I watched is as she changed. 30 minutes later she was Zach. She would assume my life and I would assume hers. We discussed our lives and decided we probably could perform each others jobs. She or should I say 'I' was now part of the reception staff at a new car dealership in town. She would take over my job as a parcel delivery driver.
We discussed my family and I promised to brief her properly in the near future.
"What about Amanda?" I asked "She probably needs to know" I burst into tears. "I can't face this today"
"Let's consider this carefully" suggested 'Zach'. "I know a soothing bath used to clam me down. There is some bubble bath under the sink. Why don't I run you a bath while we think of the best approach" With that she led me to the bedroom and found a fresh towel and some of 'Sarah's' clothes in a cupboard I didn't know existed.
I sat on the bed recollecting what I could about pregnancy. Feeling hopelessly out of my depth and despairing what had happened to me. I heard her run the bath in the other room. Eventually she came back and led me to the bathroom. I undressed and slipped under the bubbles and contemplated life.
I must have been in the bath for 40 minutes. The water was now tepid and the bubbles had melted away. I wasn't happy but the tears had stopped and I was thinking that if I had to go through a pregnancy than such was my lot in life. For 50% of the worlds population this was a stage in life that they expected to get to and hoped to enjoy. Unfortunately I wasn't born into that 50%.

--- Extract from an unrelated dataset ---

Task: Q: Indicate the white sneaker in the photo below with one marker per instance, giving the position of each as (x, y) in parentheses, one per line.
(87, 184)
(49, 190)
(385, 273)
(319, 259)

I looked down at my new body. I had large breasts and my body was hairless other than a small landing strip around my slit. I would have to ask 'Zach' about hygiene and how to maintain this body. I realized there was no-one else I could turn too. If we told Amanda the truth I don't think she would stick around. I had deceived her and she had heard my moans when I was cheating on her. I don't think I could face her knowing what I had done. Best if I just got 'Zach' to break off with her and let her get on with her life. I would miss her but could not conceive a better solution.